Working interest production of 31,980 bopd decreased year-on-year (2019: 36,250 bopd), with the decrease in revenue from $377.2 million to $159.7 million, principally caused by:

  • lower Brent oil price   $108 million  
  • lower capex resulting in lower cost oil $62 million  
  • override unpaid from March onwards $38 million 

 

Production costs of $32.7 million decreased from last year (2019: $37.7 million) as a result of scaled back activity on producing assets. Production cost per barrel was $2.8/bbl in 2020 (2019: $2.9/bbl).

 

General and administration costs were $12.8 million (2019: $19.1 million), of which corporate cash costs were $9.6 million (2019: $13.3 million).
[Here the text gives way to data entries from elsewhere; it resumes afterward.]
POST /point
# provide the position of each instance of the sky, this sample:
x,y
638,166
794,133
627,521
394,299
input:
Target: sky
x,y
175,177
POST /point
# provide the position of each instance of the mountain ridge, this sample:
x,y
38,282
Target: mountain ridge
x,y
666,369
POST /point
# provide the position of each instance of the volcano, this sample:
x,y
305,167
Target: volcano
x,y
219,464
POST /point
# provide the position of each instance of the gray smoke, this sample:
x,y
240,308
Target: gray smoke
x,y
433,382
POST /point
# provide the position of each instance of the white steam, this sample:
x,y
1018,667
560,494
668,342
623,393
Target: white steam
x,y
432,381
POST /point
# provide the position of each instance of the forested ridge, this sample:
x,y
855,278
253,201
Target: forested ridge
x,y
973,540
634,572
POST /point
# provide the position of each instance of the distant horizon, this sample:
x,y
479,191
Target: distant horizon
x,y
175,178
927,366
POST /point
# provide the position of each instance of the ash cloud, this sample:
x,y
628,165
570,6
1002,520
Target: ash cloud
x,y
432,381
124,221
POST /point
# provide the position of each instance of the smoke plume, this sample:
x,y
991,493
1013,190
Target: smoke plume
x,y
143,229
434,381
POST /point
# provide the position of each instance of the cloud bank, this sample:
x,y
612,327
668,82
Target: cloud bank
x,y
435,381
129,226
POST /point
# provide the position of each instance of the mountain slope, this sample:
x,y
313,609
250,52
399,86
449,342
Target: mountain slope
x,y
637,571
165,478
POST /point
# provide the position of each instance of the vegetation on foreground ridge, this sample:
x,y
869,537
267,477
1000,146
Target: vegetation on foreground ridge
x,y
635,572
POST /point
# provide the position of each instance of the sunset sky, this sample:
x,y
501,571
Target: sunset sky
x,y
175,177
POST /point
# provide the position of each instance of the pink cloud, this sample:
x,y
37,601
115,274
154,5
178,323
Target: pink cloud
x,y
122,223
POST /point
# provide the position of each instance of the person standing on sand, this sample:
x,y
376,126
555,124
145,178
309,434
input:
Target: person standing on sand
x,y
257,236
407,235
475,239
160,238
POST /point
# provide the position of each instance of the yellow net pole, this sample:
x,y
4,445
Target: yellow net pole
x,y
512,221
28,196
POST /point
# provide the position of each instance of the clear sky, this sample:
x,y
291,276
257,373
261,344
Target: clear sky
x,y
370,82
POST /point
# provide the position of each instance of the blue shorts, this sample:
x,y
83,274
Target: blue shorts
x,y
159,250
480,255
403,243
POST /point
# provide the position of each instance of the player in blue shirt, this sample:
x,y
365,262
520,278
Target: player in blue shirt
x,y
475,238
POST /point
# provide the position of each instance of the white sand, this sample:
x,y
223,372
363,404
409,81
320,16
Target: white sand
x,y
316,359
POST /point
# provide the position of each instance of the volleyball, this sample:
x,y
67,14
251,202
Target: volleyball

The reduction from the prior period is a result of optimisation of costs and increased capital activity, principally at Sarta and Qara Dagh.

 

The decrease in revenue resulted in a similar reduction to EBITDAX of $114.6 million (2019: $321.8 million). EBITDAX is presented in order for the users of the financial statements to understand the cash profitability of the Company, which excludes the impact of costs attributable to exploration activity, which tend to be one-off in nature, and the non-cash costs relating to depreciation, amortisation and impairments.

 

Depreciation of $98.7 million (2019: $88.8 million) and Tawke intangibles amortisation of $54.6 million (2019: $68.3 million) slightly decreased in total as a net result of decrease in production and impairments at half year lowering the deprecation rate per barrel.

 

At the half year, an impairment expense of $254.7 million for Tawke CGU, $31.6 million for Taq Taq and $34.9 million for trade receivables was booked which is explained further in note 1 (2019: $29.8 million). There was no further impairment at year-end.

 

Bond interest expense of $31.5 million was slightly increased due to higher bond payable at year end. Call option for remaining part of existing bond was settled in January 2021. Finance income of $2.0 million (2019: $6.6 million) was bank interest income. Other finance expense of $22.7 million (2019: $4.3 million) included premium on bond buyback and non-cash discount unwind expense on liabilities.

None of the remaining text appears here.